TEMPO.CO, Jakarta - Memasuki 2016, kerasnya persaingan dalam industri telekomunikasi seluler mulai membawa dampak negatif. Manajemen PT XL Axiata Tbk (EXCL) mengaku telah menjalankan program efisiensi dengan memberhentikan 100 orang karyawannya melalui program pensiun dini secara bertahap.
Sekretaris Perusahaan XL Axiata, Turina Farouk, mengatakan karyawan yang diberhentikan itu menjabat area sales manager dan regional sales manager. "Fungsi kedua jabatan tersebut tidak relevan lagi dan (pensiun dini) sudah menjadi kesepakatan bersama,” kata dia, ketika dihubungi Tempo kemarin.

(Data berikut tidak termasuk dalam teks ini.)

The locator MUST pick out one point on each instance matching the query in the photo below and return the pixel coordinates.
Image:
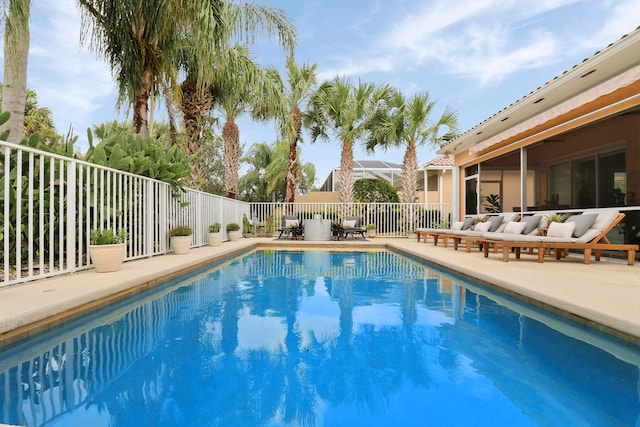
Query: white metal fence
(50, 203)
(389, 219)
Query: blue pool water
(276, 338)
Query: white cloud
(483, 41)
(68, 78)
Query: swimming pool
(312, 338)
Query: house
(573, 143)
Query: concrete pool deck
(604, 294)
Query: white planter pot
(214, 239)
(107, 258)
(180, 244)
(234, 235)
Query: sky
(474, 56)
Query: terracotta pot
(181, 244)
(214, 239)
(107, 258)
(234, 235)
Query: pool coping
(607, 300)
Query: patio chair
(353, 225)
(258, 226)
(288, 222)
(586, 232)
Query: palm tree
(344, 110)
(254, 186)
(237, 21)
(16, 53)
(141, 39)
(243, 87)
(301, 81)
(407, 122)
(38, 119)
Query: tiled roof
(375, 164)
(440, 161)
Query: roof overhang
(611, 70)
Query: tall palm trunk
(196, 104)
(141, 106)
(409, 172)
(16, 53)
(292, 176)
(231, 138)
(345, 183)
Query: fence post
(71, 216)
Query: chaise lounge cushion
(561, 229)
(495, 222)
(482, 226)
(582, 223)
(467, 223)
(531, 223)
(514, 227)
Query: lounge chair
(353, 225)
(288, 222)
(445, 233)
(494, 224)
(586, 232)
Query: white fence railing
(50, 203)
(390, 219)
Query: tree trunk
(141, 106)
(345, 183)
(196, 104)
(292, 175)
(16, 54)
(409, 172)
(231, 138)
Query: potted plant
(247, 230)
(337, 230)
(371, 230)
(106, 249)
(233, 231)
(180, 239)
(215, 236)
(297, 232)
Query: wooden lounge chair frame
(354, 230)
(284, 230)
(594, 246)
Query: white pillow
(288, 223)
(561, 229)
(482, 226)
(515, 227)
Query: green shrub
(180, 230)
(107, 236)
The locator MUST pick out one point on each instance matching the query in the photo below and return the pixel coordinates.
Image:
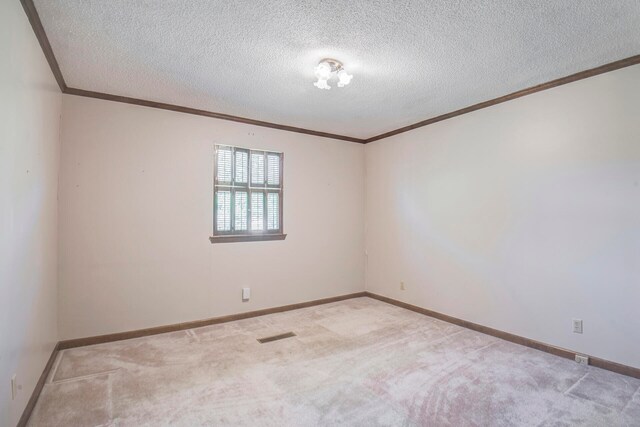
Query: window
(247, 199)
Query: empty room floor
(354, 362)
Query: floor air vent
(276, 337)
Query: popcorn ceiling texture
(358, 362)
(411, 59)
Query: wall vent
(276, 337)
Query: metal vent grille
(276, 337)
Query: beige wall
(136, 216)
(30, 103)
(520, 216)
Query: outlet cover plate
(582, 360)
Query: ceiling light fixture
(326, 69)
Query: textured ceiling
(411, 60)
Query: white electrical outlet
(583, 360)
(577, 326)
(14, 387)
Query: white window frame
(233, 235)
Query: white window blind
(257, 211)
(257, 168)
(241, 211)
(247, 191)
(273, 169)
(242, 167)
(224, 165)
(273, 211)
(223, 200)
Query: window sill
(247, 238)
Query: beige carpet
(358, 362)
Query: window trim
(248, 235)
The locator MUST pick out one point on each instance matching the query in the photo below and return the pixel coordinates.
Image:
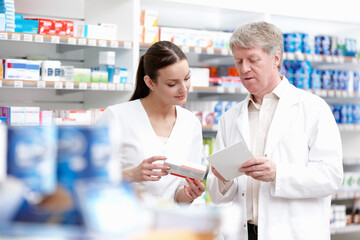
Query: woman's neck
(156, 108)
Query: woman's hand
(190, 192)
(147, 170)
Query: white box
(186, 169)
(107, 58)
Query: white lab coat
(304, 142)
(138, 141)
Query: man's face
(257, 69)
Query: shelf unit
(201, 14)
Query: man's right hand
(218, 175)
(147, 170)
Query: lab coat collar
(285, 112)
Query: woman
(153, 128)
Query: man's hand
(261, 169)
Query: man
(285, 192)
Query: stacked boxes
(7, 7)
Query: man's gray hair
(259, 34)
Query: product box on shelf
(15, 68)
(99, 76)
(50, 70)
(149, 34)
(149, 18)
(21, 116)
(32, 157)
(3, 147)
(82, 74)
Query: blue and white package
(84, 152)
(325, 79)
(336, 113)
(316, 79)
(32, 157)
(335, 80)
(305, 43)
(356, 114)
(356, 81)
(218, 111)
(350, 115)
(343, 114)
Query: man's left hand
(261, 169)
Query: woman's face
(173, 83)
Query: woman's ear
(149, 82)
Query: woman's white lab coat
(304, 142)
(138, 141)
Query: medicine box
(186, 169)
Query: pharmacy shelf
(346, 229)
(218, 90)
(65, 40)
(58, 85)
(320, 58)
(196, 50)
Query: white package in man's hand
(228, 160)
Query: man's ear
(277, 59)
(149, 82)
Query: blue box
(32, 157)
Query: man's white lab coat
(304, 142)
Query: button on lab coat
(304, 142)
(138, 141)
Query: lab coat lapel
(286, 111)
(243, 122)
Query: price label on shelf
(102, 43)
(328, 59)
(210, 51)
(114, 44)
(28, 38)
(290, 56)
(220, 89)
(128, 87)
(111, 87)
(185, 49)
(15, 36)
(3, 36)
(18, 84)
(103, 86)
(120, 87)
(331, 93)
(55, 39)
(58, 85)
(69, 85)
(41, 84)
(198, 50)
(232, 90)
(94, 86)
(92, 42)
(82, 41)
(39, 38)
(224, 51)
(127, 45)
(83, 86)
(72, 41)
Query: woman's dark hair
(161, 54)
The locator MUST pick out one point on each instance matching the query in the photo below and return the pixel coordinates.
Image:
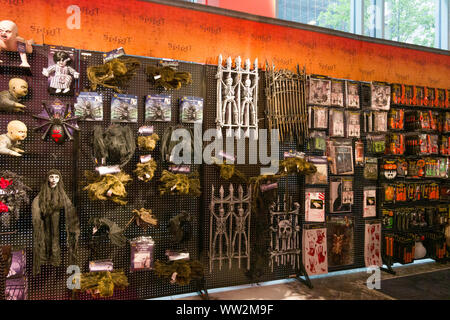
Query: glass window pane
(411, 21)
(334, 14)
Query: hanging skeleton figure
(236, 100)
(46, 210)
(285, 234)
(229, 236)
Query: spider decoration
(87, 110)
(58, 123)
(157, 112)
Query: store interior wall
(193, 33)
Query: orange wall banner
(164, 31)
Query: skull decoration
(284, 229)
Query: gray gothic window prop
(229, 227)
(237, 97)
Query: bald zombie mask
(10, 41)
(9, 99)
(9, 142)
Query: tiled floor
(348, 285)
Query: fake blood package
(372, 244)
(352, 94)
(370, 202)
(341, 194)
(341, 154)
(321, 175)
(315, 249)
(319, 91)
(315, 205)
(340, 241)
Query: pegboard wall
(73, 158)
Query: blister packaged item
(341, 154)
(387, 218)
(388, 192)
(416, 168)
(402, 167)
(315, 251)
(191, 110)
(337, 93)
(375, 121)
(142, 249)
(444, 145)
(380, 96)
(370, 202)
(371, 168)
(441, 98)
(317, 141)
(318, 117)
(420, 95)
(445, 122)
(319, 91)
(101, 265)
(422, 144)
(389, 169)
(429, 97)
(410, 97)
(336, 123)
(124, 108)
(352, 94)
(353, 124)
(321, 175)
(421, 120)
(432, 168)
(341, 194)
(396, 119)
(401, 192)
(315, 205)
(359, 153)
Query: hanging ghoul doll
(46, 209)
(61, 81)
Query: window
(334, 14)
(420, 22)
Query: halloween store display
(359, 178)
(10, 41)
(46, 210)
(10, 99)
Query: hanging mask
(57, 133)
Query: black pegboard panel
(73, 158)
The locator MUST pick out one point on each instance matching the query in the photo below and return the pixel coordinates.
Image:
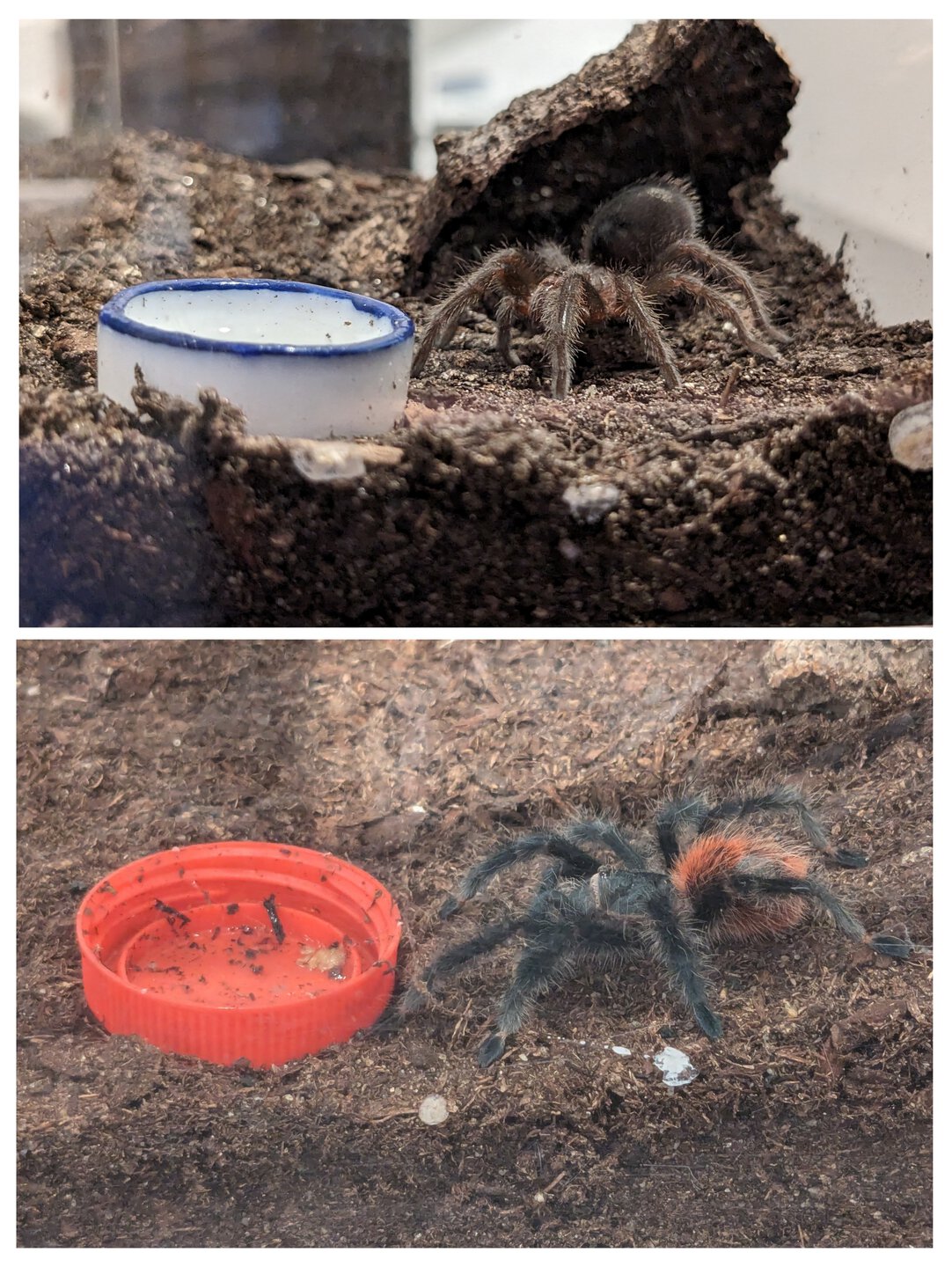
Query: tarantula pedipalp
(639, 247)
(721, 882)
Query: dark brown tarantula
(639, 247)
(721, 882)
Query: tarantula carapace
(707, 877)
(641, 247)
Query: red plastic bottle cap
(238, 950)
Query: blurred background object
(373, 94)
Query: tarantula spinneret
(704, 875)
(641, 247)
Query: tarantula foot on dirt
(641, 247)
(702, 877)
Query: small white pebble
(325, 460)
(911, 437)
(591, 502)
(434, 1110)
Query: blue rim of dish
(113, 314)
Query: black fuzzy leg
(544, 961)
(784, 800)
(678, 950)
(575, 863)
(486, 941)
(762, 886)
(724, 269)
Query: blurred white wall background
(860, 143)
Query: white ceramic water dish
(299, 360)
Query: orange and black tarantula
(721, 881)
(641, 247)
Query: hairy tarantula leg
(725, 269)
(673, 944)
(505, 313)
(539, 967)
(505, 270)
(560, 304)
(679, 952)
(785, 800)
(646, 326)
(764, 886)
(575, 861)
(457, 956)
(716, 301)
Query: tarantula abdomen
(636, 226)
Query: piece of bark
(701, 99)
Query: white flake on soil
(676, 1067)
(434, 1110)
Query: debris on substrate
(761, 493)
(808, 1124)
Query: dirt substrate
(761, 493)
(809, 1124)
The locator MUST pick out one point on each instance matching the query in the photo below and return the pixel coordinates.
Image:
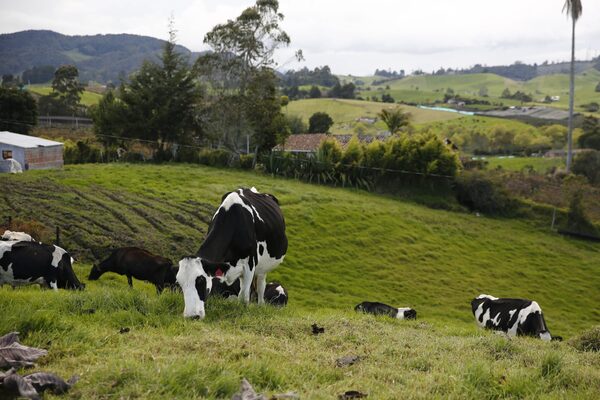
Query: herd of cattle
(246, 240)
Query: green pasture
(345, 246)
(428, 88)
(87, 98)
(345, 113)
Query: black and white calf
(246, 239)
(26, 263)
(376, 308)
(515, 317)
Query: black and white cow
(275, 293)
(134, 262)
(515, 317)
(26, 263)
(246, 239)
(376, 308)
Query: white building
(30, 151)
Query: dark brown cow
(137, 263)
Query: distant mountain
(100, 58)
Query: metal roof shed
(30, 151)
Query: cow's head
(195, 283)
(95, 273)
(66, 276)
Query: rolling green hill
(346, 246)
(87, 98)
(345, 112)
(428, 88)
(99, 58)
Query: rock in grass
(317, 329)
(247, 392)
(43, 381)
(13, 354)
(352, 394)
(346, 361)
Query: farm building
(30, 151)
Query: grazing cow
(376, 308)
(17, 236)
(275, 293)
(137, 263)
(246, 239)
(26, 263)
(515, 317)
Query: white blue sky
(352, 36)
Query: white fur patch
(189, 270)
(17, 236)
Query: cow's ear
(274, 198)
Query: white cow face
(195, 284)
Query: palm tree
(573, 9)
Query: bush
(215, 157)
(319, 122)
(81, 152)
(246, 161)
(588, 165)
(480, 192)
(577, 220)
(187, 154)
(588, 340)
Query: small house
(30, 151)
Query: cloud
(353, 36)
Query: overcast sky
(351, 36)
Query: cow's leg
(261, 284)
(246, 283)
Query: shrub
(588, 165)
(246, 161)
(319, 122)
(329, 152)
(588, 340)
(187, 154)
(480, 192)
(215, 157)
(577, 220)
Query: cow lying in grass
(514, 317)
(275, 293)
(376, 308)
(137, 263)
(26, 263)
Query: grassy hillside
(345, 112)
(428, 88)
(87, 98)
(345, 247)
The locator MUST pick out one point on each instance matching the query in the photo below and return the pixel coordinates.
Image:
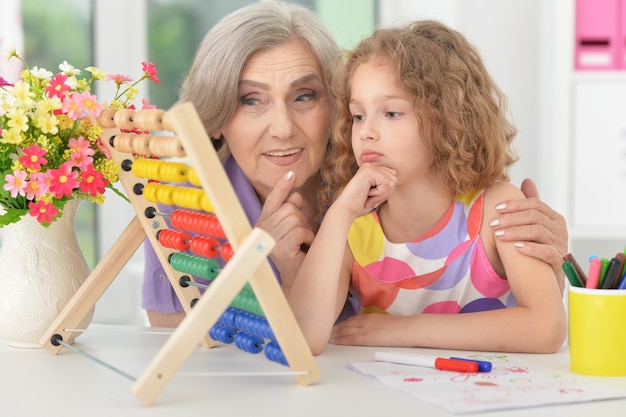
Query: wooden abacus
(243, 303)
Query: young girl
(419, 161)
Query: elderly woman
(260, 83)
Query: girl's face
(282, 122)
(385, 129)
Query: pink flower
(81, 152)
(57, 86)
(92, 182)
(88, 103)
(33, 157)
(16, 183)
(63, 180)
(145, 105)
(150, 71)
(72, 108)
(33, 187)
(44, 212)
(119, 78)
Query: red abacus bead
(175, 239)
(205, 246)
(227, 251)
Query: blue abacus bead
(249, 342)
(222, 333)
(229, 317)
(274, 353)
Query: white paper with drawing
(513, 383)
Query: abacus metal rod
(94, 359)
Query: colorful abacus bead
(147, 168)
(203, 223)
(206, 246)
(175, 239)
(249, 342)
(195, 265)
(173, 172)
(274, 353)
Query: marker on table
(483, 366)
(443, 364)
(593, 278)
(572, 275)
(613, 273)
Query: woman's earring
(217, 142)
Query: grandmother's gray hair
(212, 82)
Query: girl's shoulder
(500, 191)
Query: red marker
(443, 364)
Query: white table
(38, 383)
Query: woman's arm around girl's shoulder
(532, 281)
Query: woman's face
(282, 122)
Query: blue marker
(483, 366)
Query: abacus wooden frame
(251, 247)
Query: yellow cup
(597, 331)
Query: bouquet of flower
(50, 151)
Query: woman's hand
(283, 219)
(537, 229)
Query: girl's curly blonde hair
(461, 111)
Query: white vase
(40, 270)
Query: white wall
(120, 37)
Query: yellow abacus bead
(205, 203)
(193, 177)
(149, 191)
(174, 172)
(165, 194)
(187, 197)
(147, 168)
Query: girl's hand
(538, 230)
(372, 330)
(368, 189)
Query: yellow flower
(12, 136)
(17, 119)
(47, 123)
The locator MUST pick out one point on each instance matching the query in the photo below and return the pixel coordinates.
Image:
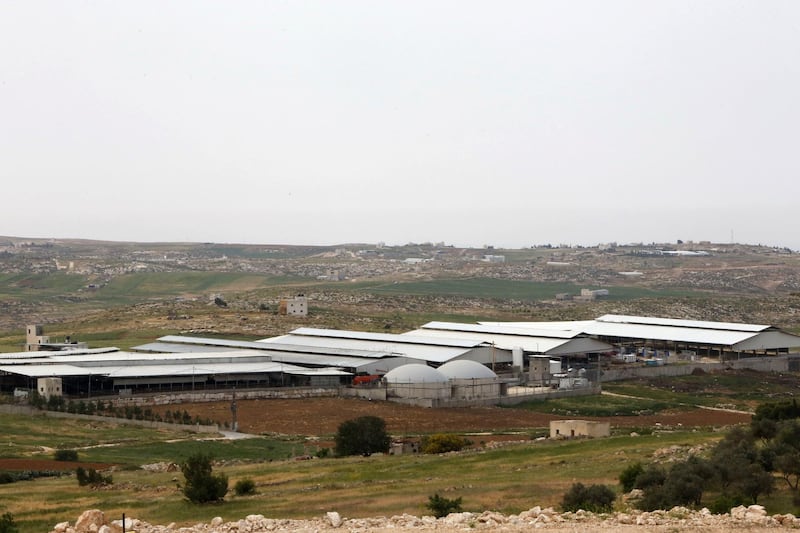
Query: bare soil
(47, 465)
(322, 416)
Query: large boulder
(90, 521)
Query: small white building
(567, 429)
(49, 387)
(297, 306)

Turina menegaskan program ini bukanlah pemutusan hubungan kerja massal. Menurut dia, sejalan dengan dinamika industri telekomunikasi digital, XL perlu menyesuaikan kegiatan operasional dan distribusinya, termasuk dengan meniadakan fungsi yang sudah tidak pas lagi. “Dengan demikian, kegiatan operasional dapat berjalan lebih efektif dan efisien,” kata dia.
Adapun PT Indosat Tbk (ISAT) menjalankan program penghematan dengan berupaya melunasi utangnya sembari melakukan ekspansi jaringan 4G. Meski harus berhemat, kata Direktur Utama Indosat, Alexander Rusli, situasi keuangan perusahaan masih terkendali. "Tidak ada pemecatan, di sini baik-baik saja," ucap Alex.
Pengamat telekomunikasi dari ICT Institute, Heru Sutadi, menuturkan, di antara operator seluler, hanya anak usaha PT Telkom Tbk (TLKM), PT Telekomunikasi Seluler, yang sanggup meraup untung hingga kuartal III 2015. "Bahkan, yang menolong konsolidasi Grup Telkom itu adalah Telkomsel," ujarnya.
Heru yakin bisnis telekomunikasi tidak akan meredup kendati cuma Telkomsel yang sanggup meraup untung. Hingga kuartal III 2015, XL Axiata mencatatkan kerugian sebesar Rp 506 miliar, PT Indosat Tbk merugi Rp 1,122 triliun, dan PT Bakrie Telecom (BTEL) tekor Rp 3,66 triliun. Sebaliknya, Telkomsel meraup untung Rp 16,5 triliun.
Heru menilai Indosat terbebani utang dalam valuta asing karena sebagian besar modal investasinya berasal dari utang dolar Amerika Serikat. Akibatnya, ketika rupiah melemah, beban utang bertambah. Laporan keuangan kuartal III 2015 Indosat menyatakan beban selisih kurs mencapai Rp 442 miliar.
Adapun kerugian XL merupakan buntut akuisisi dari PT Axis Telekom Indonesia dua tahun lalu. Dana akuisisi sebesar Rp 10 triliun masih menjadi beban manajemen XL saat ini. Heru pun tidak heran atas kebijakan manajemen XL memangkas 100 pegawainya. "XL sebenarnya sudah melakukan efisiensi sejak tiga tahun lalu, tapi ada beban besar dari akuisisi Axis," kata Heru.
Heru menambahkan, dua pemain besar industri seluler itu merugi terutama karena kalah bersaing dengan Telkomsel. Sebagai pemain pertama seluler, Telkomsel unggul di sisi infrastruktur, jangkauan, dan kualitas. Faktor itu pula yang membuat Telkomsel tidak hanyut dalam perang tarif. "Operator lain main di tarif murah sehingga penghasilan mereka tidak seberapa," ujar Heru.
Rendahnya pendapatan operator seluler dibenarkan oleh pakar telekomunikasi Mas Wigrantoro. Ia berpendapat utang perusahaan telekomunikasi yang membengkak dari tahun ke tahun tak diimbangi dengan peningkatan pendapatan. “Pendapatan flat karena paket data dijual murah.”